I cannot believe I am sitting here telling all this out. What will this man think of me? But then, I really don’t care what he thinks. But what will he think?
“When what, Elizabeth?”
“When you think about other women, when you get older. It’s scary then. Very scary.”
“Can you tell me more about that? Or had you rather wait until another time?”
“Oh, what the hell. No. I want to get it all out now, and not talk about it ever again, okay?”
“Whatever you say.”
“Okay. Like when you see women with hardly no clothes on, and it makes you feel excited; and seeing Mary Jane Payne with her breasts pushing out of her halter top and her rear pushing out of her short shorts; and the way I admired Mavis, the Jewel. . . well, you don’t know Mavis, but she was something to behold. And, shoot, it even carries over to Miss Hansom. Nice, sweet Miss Hansom. Even though I like her so much, I still feel it’s somehow ugly and dirty to like her.”
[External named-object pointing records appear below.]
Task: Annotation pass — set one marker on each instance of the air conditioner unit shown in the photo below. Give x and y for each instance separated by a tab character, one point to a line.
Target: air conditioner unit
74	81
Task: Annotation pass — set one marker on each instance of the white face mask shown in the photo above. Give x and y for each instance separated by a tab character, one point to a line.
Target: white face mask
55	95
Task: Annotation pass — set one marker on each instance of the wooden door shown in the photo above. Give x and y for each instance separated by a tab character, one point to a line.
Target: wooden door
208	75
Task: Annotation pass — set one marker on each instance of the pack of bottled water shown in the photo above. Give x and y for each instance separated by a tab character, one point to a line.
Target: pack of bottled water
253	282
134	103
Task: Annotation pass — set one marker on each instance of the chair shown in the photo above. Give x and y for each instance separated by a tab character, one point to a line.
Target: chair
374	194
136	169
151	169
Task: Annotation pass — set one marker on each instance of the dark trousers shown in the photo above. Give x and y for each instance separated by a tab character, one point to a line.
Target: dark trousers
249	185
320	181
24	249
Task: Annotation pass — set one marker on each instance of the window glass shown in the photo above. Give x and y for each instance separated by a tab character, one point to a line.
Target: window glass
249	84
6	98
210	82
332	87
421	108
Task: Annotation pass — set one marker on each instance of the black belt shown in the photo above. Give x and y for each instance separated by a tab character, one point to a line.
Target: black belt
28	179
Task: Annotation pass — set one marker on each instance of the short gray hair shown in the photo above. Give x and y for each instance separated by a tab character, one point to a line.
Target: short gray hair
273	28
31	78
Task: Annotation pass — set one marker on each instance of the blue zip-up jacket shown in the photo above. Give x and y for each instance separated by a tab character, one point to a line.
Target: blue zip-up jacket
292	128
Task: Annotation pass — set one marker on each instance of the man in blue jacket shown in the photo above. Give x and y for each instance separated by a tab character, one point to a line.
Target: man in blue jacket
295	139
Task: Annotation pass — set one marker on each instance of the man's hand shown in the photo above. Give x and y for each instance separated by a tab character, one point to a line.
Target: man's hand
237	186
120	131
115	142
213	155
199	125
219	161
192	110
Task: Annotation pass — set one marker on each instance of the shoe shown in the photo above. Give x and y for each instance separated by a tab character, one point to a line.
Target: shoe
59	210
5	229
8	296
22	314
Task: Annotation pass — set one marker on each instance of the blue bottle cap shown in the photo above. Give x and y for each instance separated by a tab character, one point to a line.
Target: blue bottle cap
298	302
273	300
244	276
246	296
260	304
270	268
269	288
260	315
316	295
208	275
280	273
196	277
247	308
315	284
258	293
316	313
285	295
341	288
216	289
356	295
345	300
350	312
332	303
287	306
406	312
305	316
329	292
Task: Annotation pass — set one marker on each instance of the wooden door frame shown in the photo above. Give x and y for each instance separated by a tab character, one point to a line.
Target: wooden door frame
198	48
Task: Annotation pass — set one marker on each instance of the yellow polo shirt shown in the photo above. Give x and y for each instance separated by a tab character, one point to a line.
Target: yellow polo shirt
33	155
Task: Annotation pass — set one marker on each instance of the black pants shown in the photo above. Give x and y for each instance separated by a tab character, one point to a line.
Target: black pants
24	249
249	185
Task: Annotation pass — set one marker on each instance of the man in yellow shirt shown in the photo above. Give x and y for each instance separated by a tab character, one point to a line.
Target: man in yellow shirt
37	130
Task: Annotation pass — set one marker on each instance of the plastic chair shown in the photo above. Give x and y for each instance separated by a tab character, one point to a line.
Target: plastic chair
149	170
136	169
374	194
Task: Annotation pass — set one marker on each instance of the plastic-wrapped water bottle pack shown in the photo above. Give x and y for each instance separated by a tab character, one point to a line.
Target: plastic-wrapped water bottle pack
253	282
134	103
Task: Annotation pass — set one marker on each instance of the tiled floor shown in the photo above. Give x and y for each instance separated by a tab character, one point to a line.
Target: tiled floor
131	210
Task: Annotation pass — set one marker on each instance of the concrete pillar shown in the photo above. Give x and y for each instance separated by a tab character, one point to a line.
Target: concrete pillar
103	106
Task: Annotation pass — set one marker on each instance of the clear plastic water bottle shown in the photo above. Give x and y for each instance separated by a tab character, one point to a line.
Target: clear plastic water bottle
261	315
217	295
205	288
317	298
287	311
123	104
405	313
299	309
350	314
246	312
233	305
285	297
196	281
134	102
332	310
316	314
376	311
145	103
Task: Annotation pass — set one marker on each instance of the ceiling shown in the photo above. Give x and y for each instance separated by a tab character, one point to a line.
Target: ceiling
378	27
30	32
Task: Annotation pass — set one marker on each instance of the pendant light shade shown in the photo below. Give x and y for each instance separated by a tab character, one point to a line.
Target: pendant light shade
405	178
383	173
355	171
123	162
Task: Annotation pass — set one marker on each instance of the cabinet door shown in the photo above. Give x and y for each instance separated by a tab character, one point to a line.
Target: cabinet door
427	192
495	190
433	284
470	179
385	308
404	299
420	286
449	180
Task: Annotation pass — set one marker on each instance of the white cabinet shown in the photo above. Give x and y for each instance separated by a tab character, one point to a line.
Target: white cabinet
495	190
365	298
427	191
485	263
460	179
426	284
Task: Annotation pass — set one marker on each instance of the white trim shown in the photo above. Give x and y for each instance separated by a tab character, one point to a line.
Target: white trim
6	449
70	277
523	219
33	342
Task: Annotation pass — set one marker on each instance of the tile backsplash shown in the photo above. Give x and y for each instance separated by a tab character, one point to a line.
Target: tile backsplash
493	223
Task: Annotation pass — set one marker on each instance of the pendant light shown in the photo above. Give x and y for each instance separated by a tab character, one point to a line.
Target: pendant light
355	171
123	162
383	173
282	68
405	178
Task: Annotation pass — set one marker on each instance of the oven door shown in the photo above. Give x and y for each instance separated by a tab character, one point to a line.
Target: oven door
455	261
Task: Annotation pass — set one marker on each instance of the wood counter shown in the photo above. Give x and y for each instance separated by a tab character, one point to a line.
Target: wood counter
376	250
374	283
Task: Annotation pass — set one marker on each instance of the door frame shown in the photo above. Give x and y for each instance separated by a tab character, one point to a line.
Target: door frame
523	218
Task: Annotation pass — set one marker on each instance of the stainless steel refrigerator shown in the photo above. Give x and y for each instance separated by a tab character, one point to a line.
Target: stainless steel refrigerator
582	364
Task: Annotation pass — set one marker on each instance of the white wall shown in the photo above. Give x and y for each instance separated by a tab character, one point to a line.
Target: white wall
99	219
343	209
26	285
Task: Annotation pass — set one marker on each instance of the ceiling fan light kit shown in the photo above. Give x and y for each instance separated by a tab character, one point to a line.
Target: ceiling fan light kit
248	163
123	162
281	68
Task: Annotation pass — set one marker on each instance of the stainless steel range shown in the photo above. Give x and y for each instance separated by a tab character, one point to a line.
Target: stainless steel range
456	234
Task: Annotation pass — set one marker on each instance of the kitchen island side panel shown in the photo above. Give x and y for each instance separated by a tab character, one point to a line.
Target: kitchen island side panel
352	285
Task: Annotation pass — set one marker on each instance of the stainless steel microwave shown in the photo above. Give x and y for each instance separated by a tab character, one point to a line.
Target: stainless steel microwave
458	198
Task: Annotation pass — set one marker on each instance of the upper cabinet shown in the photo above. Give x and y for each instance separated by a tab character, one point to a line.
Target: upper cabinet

“I don’t know why. But somehow it all goes back to Mama in some way. Like it’s wrong of me to like any woman, or admire any woman for their beautiful way of looking. But there’s nothing, you know, really wrong with that, is there? I tell myself that, anyway, that there’s nothing wrong with that. Still it makes me wonder.”
“What do you wonder, Elizabeth?”
“You know what I’m getting at.”
“What, Elizabeth, what are you getting at?”
“If I’m queer, damn it. If I’m a damn queer.”
“Have you ever loved a woman? In the sexual sense, I mean.”
“Heavens, no! I’ve never loved anyone in a sexual sense.”
“Do you want to love a woman?”
“In that sexual way?” Even though I have asked myself that question a million times, and answered it a million times, I still have to stop and think about it. “No, not in the sexual way. I just want to like women and it be okay. And me not have to worry about liking them. And not be afraid to like them.”
“Why is it not okay for you to like them, Elizabeth?”
“Because I just always wonder if they’re going to end up wanting me to suck on their breasts, I guess, hell, I don’t know.”
A time of silence falls down upon us, and I decide that for once I, Elizabeth, will be the one to wait ’til Eternity passes before anyone speaks. So I do.
“What about your Aunt Lona? Can you like her okay?”
“Aunt Lona, my goodness. Aunt Lona is my saving grace, if there ever were any grace in my life. I can love Aunt Lona fine, just fine and normal, and it’s all right with her. And I do.”
“Does that prove that you can like other women, too, and it’s all right?”
“Sure it does,” I say with no hesitation at all. “Sure.” Now, why didn’t I think of that? Just once in all these years, why didn’t I think of loving Aunt Lona and it being all right?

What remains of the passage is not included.